We have a column which has following format : (1, 1, 1, 0, 1).

Here is the definition of what means two columns are compatible.

Using the notation Oi to denote the collection of rows possessing a 1 in their i-th element, we conclude that one of three possibilities must be true: $O_i ⊆ O_j$ , $O_j ⊆ O_i$ , or $O_i$ and $O_j$ are disjoint (the first two cases include the possibility that Oi = Oj). If columns i and j satisfy this condition, then we call them compatible.

The question is : How many possible columns of length 5 are compatible with the column (1, 1, 1, 0, 1)?

You can read more here where problem is described in page 14-16.

Thanks in advance !

Answer 1

Assume that a column contains $n$ elements. If all are zero, then the column is compatible with any other column of $n$ elements, of which there are $2^n$.
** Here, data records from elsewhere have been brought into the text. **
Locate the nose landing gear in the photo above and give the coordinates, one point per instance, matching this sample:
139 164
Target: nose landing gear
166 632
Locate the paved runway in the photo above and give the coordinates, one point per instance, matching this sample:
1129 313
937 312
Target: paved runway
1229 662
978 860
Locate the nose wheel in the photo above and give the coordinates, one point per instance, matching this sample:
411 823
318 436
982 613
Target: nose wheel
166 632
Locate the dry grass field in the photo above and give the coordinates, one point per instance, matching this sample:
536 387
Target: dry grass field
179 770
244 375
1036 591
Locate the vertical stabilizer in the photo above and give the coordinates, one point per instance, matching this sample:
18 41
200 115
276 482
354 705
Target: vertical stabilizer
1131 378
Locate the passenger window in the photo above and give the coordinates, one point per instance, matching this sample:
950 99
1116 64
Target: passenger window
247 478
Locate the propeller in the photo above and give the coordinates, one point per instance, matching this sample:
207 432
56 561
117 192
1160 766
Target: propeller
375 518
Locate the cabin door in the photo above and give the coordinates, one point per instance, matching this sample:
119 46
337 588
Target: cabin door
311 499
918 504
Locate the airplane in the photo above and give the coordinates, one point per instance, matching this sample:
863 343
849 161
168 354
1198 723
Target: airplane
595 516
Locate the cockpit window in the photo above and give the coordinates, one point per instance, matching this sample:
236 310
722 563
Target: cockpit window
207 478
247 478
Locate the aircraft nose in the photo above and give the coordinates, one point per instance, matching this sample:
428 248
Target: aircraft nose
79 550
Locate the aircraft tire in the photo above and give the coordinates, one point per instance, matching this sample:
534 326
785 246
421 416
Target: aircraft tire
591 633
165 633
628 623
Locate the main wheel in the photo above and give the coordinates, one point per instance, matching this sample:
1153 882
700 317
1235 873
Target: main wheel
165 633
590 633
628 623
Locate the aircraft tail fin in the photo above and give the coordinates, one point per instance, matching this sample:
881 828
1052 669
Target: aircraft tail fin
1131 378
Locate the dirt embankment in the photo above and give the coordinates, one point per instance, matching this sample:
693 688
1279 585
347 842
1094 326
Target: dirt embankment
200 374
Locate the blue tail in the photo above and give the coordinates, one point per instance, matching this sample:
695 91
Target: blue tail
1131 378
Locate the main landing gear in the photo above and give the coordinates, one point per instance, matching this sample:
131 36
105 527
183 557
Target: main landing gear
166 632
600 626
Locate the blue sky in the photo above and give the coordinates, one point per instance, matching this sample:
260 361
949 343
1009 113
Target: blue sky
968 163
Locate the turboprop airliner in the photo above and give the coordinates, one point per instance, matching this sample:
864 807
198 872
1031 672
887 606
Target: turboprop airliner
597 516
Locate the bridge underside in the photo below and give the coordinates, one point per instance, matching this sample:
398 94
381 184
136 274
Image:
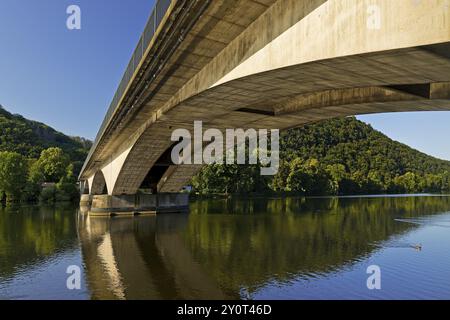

Suppose instead that a column contains $x$ ones, where $x>0$. We will now construct a compatible column next to it. There are three ways to do so:

• Write $0$ next to every one. There are $n-x$ spaces remaining, and $2^{n-x}$ ways to fill them. This is the disjoint option.
• Write $1$ next to every one. There are $n-x$ spaces remaining, and $2^{n-x}$ ways to fill them. This is the is-contained option.
• Write a mixture of $0$s and $1$s next to the ones. There are $2^x-2$ ways to do so. All remaining spaces must contain $0$. This is the contains-but-is-not-equal option.

Thus, summing, the answer is $2\cdot 2^{n-x}+2^x-2$.

In your specific case, $n=5$ and $x=4$, so the answer is $18$.